予測可能性バイアスという言葉を聞いたことがない方も多いと思いますが、これは、印象に残る体験ほど記憶に残って、そうしたことがよく起こるかのように錯覚してしまう心理的現象を指す言葉です。
そのひとつの例として、ピンチに強いスポーツ選手というイメージがあります。
野球でもサッカーでも、ピンチになればなるほど力を発揮する選手がいます。
いつもの場面よりも、ピンチの場面の方が力を出せるように思えるプロスポーツ選手を思い出すことができるでしょう。
ところが、本当にこうした選手がいるかというと、実際は、そのようにピンチの方が力を発揮できる選手など存在していないのです。

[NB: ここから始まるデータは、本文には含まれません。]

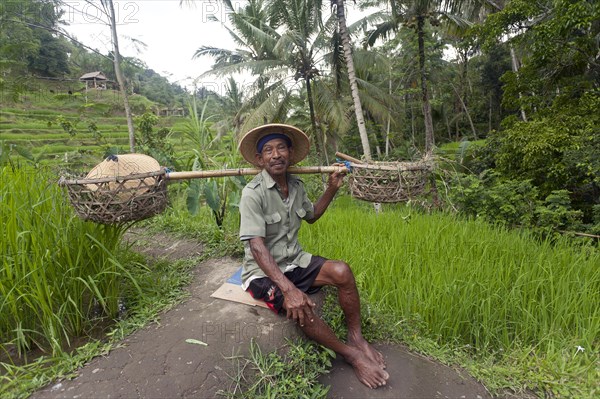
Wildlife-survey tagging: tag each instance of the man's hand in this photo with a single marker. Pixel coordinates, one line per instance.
(298, 306)
(336, 179)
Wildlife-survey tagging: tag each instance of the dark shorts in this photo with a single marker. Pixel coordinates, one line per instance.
(303, 278)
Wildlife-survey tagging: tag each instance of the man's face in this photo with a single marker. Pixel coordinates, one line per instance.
(275, 157)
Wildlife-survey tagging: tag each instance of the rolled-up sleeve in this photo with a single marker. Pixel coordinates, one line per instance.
(252, 221)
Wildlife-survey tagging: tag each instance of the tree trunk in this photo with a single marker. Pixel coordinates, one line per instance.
(429, 138)
(320, 146)
(360, 120)
(515, 67)
(464, 107)
(119, 73)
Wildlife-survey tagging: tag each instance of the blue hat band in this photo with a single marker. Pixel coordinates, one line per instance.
(264, 140)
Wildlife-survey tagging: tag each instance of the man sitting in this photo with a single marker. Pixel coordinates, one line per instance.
(276, 269)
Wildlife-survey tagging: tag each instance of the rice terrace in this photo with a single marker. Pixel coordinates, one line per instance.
(469, 136)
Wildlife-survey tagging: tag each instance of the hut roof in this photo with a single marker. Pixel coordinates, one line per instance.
(93, 76)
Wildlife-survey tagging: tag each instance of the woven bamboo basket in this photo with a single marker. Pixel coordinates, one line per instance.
(388, 181)
(121, 189)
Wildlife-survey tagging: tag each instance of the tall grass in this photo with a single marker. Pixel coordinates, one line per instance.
(470, 284)
(58, 274)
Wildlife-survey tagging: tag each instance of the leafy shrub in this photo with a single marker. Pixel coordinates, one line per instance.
(514, 203)
(552, 162)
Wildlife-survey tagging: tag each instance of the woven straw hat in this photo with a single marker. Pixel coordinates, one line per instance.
(300, 142)
(122, 166)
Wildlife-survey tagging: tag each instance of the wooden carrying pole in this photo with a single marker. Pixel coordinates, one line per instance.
(199, 174)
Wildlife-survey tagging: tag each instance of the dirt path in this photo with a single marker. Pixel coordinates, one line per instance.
(157, 362)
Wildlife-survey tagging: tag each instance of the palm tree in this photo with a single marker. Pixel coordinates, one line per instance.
(283, 43)
(345, 37)
(416, 14)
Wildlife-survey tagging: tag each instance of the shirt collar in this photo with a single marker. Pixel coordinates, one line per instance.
(270, 183)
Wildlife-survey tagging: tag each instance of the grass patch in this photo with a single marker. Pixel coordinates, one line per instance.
(467, 290)
(292, 375)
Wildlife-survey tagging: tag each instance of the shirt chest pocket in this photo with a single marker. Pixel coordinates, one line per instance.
(273, 224)
(301, 212)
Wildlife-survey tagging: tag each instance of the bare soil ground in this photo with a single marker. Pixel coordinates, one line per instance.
(157, 362)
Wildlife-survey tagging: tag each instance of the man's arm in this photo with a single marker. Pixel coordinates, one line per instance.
(296, 303)
(336, 179)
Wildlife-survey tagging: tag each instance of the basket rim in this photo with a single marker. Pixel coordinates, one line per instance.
(68, 182)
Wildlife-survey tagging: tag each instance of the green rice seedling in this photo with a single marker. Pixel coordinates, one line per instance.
(471, 284)
(58, 273)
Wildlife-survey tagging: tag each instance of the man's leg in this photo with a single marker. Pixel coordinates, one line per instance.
(368, 372)
(340, 275)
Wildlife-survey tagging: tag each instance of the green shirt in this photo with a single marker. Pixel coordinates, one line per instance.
(265, 213)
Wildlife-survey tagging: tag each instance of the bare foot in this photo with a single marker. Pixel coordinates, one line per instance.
(365, 347)
(367, 371)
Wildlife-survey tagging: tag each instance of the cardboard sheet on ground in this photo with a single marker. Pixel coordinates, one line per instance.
(232, 290)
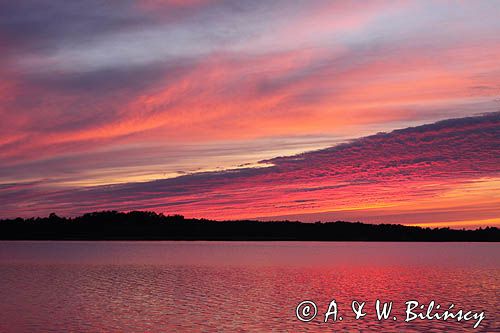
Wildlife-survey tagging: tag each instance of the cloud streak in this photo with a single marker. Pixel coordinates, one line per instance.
(453, 161)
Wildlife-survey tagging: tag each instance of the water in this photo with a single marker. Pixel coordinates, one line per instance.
(241, 286)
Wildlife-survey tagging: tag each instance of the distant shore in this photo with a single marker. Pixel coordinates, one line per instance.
(139, 225)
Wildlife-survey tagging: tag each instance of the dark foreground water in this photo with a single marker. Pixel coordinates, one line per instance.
(241, 286)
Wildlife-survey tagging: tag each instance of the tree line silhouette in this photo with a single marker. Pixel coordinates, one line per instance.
(144, 225)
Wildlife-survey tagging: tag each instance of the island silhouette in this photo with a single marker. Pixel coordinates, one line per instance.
(145, 225)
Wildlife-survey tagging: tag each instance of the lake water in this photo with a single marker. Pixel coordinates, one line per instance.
(240, 286)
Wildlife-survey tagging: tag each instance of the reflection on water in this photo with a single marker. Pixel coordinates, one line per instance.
(239, 287)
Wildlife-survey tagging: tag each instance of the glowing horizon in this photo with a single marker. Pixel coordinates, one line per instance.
(205, 108)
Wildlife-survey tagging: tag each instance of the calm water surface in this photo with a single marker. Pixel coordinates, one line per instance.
(239, 286)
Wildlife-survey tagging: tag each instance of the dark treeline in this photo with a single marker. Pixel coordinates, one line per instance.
(112, 225)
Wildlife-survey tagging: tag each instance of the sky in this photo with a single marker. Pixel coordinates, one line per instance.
(379, 111)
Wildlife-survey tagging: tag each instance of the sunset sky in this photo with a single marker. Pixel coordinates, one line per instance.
(377, 111)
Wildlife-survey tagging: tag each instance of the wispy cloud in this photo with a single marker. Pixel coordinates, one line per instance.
(453, 161)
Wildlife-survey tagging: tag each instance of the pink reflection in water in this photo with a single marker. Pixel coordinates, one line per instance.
(238, 287)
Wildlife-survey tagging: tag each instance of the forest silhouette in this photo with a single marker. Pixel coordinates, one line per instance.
(144, 225)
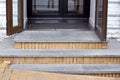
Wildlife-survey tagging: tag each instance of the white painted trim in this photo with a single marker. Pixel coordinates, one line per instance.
(25, 22)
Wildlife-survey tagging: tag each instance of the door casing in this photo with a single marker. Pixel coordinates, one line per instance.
(9, 13)
(103, 33)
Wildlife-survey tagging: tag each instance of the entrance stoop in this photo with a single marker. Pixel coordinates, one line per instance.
(60, 39)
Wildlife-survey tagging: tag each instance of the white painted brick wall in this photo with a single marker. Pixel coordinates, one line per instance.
(113, 19)
(2, 19)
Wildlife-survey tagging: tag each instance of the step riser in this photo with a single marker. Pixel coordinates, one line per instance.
(68, 60)
(67, 45)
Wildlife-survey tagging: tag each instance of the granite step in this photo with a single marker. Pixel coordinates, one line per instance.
(71, 68)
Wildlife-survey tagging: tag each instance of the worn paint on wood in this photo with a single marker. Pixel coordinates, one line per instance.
(62, 60)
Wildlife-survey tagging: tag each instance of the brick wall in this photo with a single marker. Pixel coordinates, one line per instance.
(113, 19)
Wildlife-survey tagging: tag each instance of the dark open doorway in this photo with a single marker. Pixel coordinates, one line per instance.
(58, 8)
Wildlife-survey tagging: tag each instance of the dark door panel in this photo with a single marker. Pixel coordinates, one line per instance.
(58, 8)
(101, 18)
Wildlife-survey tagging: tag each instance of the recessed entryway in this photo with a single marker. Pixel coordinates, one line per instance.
(58, 8)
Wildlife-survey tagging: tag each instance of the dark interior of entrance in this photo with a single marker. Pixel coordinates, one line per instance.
(58, 14)
(58, 8)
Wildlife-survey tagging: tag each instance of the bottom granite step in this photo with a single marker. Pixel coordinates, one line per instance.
(71, 68)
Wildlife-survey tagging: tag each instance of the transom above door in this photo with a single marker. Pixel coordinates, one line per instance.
(58, 8)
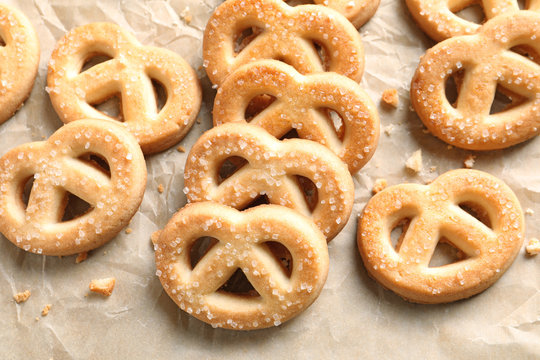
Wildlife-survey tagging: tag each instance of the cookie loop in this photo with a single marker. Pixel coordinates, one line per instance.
(128, 74)
(287, 34)
(273, 169)
(487, 63)
(61, 166)
(435, 212)
(438, 19)
(299, 105)
(19, 59)
(242, 239)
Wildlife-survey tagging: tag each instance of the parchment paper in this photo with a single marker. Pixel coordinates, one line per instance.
(353, 318)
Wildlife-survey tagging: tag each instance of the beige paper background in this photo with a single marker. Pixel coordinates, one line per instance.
(353, 318)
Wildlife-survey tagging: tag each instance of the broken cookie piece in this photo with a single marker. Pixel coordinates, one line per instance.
(103, 286)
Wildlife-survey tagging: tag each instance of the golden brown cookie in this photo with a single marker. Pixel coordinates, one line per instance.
(301, 103)
(438, 18)
(19, 59)
(281, 32)
(95, 160)
(485, 63)
(437, 212)
(243, 241)
(128, 74)
(281, 171)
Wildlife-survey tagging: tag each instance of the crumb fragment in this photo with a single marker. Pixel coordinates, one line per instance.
(533, 247)
(22, 296)
(379, 185)
(45, 310)
(155, 236)
(390, 97)
(414, 163)
(468, 163)
(388, 130)
(81, 257)
(186, 15)
(103, 286)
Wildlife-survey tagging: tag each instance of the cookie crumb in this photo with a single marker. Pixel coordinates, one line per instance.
(186, 15)
(155, 236)
(468, 163)
(45, 310)
(533, 247)
(379, 185)
(81, 257)
(103, 286)
(388, 130)
(390, 97)
(22, 296)
(414, 162)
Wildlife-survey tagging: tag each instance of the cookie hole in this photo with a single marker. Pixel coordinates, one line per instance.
(291, 134)
(97, 162)
(199, 248)
(160, 94)
(283, 256)
(451, 90)
(238, 284)
(111, 107)
(75, 207)
(229, 167)
(445, 254)
(478, 212)
(25, 188)
(257, 105)
(335, 120)
(93, 60)
(309, 190)
(259, 200)
(473, 13)
(501, 102)
(245, 36)
(397, 234)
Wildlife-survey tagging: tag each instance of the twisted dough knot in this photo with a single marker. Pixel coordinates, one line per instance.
(129, 72)
(242, 243)
(299, 100)
(272, 169)
(287, 34)
(437, 18)
(435, 213)
(62, 165)
(487, 62)
(19, 59)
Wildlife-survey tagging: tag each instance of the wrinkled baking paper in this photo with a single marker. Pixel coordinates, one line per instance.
(353, 318)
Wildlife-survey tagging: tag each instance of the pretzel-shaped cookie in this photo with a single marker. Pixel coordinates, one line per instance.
(287, 34)
(129, 72)
(358, 12)
(298, 100)
(62, 165)
(272, 170)
(435, 214)
(19, 59)
(486, 61)
(242, 244)
(437, 18)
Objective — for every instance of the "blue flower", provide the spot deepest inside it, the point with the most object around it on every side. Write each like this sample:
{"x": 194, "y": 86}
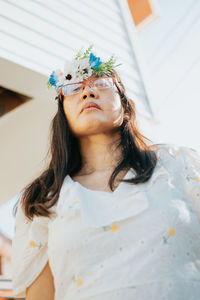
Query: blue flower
{"x": 94, "y": 61}
{"x": 53, "y": 79}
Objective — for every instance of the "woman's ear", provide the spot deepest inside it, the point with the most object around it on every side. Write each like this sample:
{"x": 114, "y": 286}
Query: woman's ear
{"x": 126, "y": 116}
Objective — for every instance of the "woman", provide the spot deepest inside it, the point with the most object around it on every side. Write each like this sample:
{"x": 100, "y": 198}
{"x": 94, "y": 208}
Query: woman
{"x": 112, "y": 217}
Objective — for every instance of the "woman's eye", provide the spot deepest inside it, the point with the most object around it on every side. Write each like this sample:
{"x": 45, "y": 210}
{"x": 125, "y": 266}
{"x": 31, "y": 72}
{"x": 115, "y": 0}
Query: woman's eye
{"x": 76, "y": 89}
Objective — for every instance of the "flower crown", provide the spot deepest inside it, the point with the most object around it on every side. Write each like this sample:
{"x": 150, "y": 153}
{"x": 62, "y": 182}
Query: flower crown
{"x": 82, "y": 66}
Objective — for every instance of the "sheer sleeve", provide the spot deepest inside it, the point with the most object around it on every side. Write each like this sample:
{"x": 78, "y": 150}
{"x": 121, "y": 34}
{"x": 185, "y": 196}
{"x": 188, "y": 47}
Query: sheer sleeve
{"x": 190, "y": 173}
{"x": 29, "y": 250}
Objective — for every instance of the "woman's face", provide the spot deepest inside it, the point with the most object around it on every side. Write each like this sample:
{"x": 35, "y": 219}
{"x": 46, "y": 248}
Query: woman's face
{"x": 107, "y": 118}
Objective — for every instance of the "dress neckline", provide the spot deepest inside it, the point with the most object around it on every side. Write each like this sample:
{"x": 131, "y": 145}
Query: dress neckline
{"x": 130, "y": 173}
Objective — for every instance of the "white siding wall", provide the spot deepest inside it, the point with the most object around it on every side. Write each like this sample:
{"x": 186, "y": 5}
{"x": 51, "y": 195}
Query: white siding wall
{"x": 41, "y": 35}
{"x": 171, "y": 47}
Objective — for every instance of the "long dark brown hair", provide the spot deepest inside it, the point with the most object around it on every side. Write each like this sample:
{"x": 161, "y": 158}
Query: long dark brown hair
{"x": 65, "y": 158}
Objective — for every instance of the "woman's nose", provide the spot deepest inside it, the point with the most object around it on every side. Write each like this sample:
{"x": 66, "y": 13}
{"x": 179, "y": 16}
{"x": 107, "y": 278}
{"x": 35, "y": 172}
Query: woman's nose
{"x": 88, "y": 93}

過去のデータを調べてみると、どのように優れた選手でも、ピンチになるといつものような実力を発揮できなくなっていることがわかります。
それなのに私たちがなぜピンチに強い選手がいるかのように思うかというと、ピンチの場面で活躍したイメージが私たちの記憶のなかに残っているからです。
ピンチの場面で何とかして欲しいと思い入れを持って期待するために、そこで結果を出すと私たちの記憶に鮮明に残ることになり、いかにもピンチでいつも以上の力を出しているかのように思ってしまうことになります。
それが予測可能性バイアスと呼ばれている現象です。
だれでも、ピンチの場面などストレスがかかる状況では緊張して、思うような動きができなくなるものです。
それは超一流と言われるプロスポーツ選手でも同じなのです。
だからこそ、自然に体が動くように絶えず練習を積み重ねることになります。
あれこれ考えると体の動きが不自然になるので、考えないですむように体を作っていくのです。
あるゴルフのコーチが、練習でクラブを1万回振れば自然に体が動くようになってくると言っていました。
そうすれば、体の自然な動きにまかせることができるようになるというのです。
こころの動きも同じです。
こころトークで紹介している認知行動療法のスキルも、いろいろな場面で繰り返し使っているうちに、自然にできるようになってくるはずです。